5. Limit Nesting Depth
Avoid creating too many levels of nesting (3-4 levels maximum) to prevent user confusion.
Common Challenges and Solutions
Challenge: Performance Issues with Complex Nesting
Solution: Use dashboard caching and optimize queries at each level.
// Example of query optimization with pre-aggregation
{
"targets": [
{
"expr": "avg by (cluster) (sum by (instance) (rate(node_cpu{mode!='idle'}[5m])) / sum by (instance) (rate(node_cpu[5m])))",
"refId": "A"
}
]
}
Challenge: Maintaining Context Between Dashboards
Solution: Use template variables and URL parameters to maintain context.
// Template variable that gets values from URL
{
"templating": {
"list": [
{
"name": "server",
"type": "custom",
"query": "${server:raw}",
"current": {
"text": "All",
"value": "$__all"
},
"skipUrlSync": false
}
]
}
}
Summary
Nested visualizations in Grafana provide a powerful way to present complex data hierarchies and relationships.

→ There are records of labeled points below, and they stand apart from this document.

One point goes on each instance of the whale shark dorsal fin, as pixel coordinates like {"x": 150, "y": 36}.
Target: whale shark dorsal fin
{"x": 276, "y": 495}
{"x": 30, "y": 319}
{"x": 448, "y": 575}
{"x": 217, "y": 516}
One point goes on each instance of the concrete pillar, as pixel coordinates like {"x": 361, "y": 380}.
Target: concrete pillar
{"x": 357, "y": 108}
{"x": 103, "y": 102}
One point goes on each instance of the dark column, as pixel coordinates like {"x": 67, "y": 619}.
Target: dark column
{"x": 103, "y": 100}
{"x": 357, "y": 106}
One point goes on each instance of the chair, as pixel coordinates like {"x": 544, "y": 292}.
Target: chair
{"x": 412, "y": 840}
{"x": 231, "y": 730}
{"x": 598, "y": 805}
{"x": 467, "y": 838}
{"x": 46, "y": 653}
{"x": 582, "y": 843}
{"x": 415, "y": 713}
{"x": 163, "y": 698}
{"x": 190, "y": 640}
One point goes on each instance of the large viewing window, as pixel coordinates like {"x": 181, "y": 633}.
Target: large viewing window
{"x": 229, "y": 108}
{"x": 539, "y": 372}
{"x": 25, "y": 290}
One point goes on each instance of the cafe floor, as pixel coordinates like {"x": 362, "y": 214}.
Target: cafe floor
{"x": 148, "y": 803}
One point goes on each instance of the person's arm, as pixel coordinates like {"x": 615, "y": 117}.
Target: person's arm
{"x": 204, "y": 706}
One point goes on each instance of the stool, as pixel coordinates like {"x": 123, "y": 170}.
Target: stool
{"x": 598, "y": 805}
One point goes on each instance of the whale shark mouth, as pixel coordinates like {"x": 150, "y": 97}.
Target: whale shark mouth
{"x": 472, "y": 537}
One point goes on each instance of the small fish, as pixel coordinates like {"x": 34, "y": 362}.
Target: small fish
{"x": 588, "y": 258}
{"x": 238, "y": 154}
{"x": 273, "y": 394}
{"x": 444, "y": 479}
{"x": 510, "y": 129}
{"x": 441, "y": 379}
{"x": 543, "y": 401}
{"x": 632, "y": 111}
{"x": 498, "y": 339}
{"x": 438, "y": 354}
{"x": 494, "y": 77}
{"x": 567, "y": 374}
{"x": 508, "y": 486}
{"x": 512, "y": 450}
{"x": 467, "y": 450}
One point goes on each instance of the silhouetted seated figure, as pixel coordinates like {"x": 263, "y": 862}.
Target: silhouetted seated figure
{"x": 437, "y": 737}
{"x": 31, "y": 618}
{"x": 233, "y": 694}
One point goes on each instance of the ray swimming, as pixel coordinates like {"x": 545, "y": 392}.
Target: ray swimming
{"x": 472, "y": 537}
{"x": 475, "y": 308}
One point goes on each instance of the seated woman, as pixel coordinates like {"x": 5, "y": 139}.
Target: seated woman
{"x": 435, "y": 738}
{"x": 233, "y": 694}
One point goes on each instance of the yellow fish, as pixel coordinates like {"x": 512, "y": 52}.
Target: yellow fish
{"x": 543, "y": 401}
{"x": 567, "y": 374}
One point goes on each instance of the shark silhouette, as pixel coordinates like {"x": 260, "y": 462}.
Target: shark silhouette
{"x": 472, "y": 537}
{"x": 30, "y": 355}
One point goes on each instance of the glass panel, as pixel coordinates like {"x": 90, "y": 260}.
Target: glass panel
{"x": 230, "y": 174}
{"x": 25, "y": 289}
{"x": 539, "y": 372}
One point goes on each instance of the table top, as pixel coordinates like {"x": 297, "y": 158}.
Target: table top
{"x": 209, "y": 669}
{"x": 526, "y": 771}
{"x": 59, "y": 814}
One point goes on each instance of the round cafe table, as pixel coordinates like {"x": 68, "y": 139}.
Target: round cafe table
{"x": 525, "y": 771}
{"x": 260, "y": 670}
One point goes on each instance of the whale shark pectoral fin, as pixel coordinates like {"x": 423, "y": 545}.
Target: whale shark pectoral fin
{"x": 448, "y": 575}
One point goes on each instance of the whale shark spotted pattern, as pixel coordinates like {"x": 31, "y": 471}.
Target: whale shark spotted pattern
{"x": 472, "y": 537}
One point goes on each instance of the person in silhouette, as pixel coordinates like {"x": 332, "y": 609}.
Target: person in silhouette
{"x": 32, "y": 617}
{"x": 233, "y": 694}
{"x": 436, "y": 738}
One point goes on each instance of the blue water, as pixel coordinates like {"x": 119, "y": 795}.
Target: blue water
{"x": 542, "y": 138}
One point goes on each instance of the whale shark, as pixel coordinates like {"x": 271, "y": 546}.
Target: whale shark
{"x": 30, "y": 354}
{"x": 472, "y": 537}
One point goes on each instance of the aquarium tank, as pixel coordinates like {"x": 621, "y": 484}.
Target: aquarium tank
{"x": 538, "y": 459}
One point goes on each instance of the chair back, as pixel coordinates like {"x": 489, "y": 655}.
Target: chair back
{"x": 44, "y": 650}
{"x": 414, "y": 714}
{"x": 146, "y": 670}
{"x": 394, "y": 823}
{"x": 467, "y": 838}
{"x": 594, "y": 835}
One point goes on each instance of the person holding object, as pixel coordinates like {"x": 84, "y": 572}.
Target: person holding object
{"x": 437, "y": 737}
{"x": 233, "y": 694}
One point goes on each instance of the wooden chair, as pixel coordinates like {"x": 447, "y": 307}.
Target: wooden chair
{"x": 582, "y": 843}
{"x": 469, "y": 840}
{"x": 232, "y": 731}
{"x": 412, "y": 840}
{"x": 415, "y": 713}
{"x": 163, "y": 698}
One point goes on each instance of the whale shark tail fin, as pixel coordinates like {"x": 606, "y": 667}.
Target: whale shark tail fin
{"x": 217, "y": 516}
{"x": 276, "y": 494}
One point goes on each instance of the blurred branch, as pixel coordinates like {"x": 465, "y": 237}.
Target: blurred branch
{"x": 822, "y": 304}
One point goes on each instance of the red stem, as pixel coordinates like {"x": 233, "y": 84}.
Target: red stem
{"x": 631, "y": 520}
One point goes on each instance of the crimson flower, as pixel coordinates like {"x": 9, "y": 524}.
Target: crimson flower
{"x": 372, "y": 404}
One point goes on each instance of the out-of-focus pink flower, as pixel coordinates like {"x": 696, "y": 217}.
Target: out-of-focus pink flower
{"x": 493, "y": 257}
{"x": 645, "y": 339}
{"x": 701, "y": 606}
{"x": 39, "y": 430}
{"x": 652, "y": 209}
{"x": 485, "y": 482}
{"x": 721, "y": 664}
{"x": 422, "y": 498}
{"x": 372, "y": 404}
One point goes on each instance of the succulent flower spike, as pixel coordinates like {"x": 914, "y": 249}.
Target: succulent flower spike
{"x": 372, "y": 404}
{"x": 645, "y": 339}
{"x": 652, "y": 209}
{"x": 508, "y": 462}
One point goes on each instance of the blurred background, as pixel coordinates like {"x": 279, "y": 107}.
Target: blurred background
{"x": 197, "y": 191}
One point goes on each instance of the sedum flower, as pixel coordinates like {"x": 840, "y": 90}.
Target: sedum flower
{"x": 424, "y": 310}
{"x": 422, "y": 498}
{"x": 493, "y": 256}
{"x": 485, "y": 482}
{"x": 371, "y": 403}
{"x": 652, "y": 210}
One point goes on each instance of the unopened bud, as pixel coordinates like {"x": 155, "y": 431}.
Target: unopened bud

By allowing users to drill down from high-level overviews to detailed specifics, you can create intuitive, interactive dashboards that tell a complete data story.
Key takeaways:
- Use nested visualizations to show relationships between different metrics
- Implement drill-down capabilities through panel links and data links
- Maintain a clear hierarchy with consistent navigation
- Remember to preserve context (like time ranges) between linked dashboards
- Limit nesting depth to avoid user confusion
Exercises
- Create a top-level dashboard showing overall system health with drill-down capabilities to component-level details.
- Implement a nested table visualization that shows departments, teams, and individual team members' performance metrics.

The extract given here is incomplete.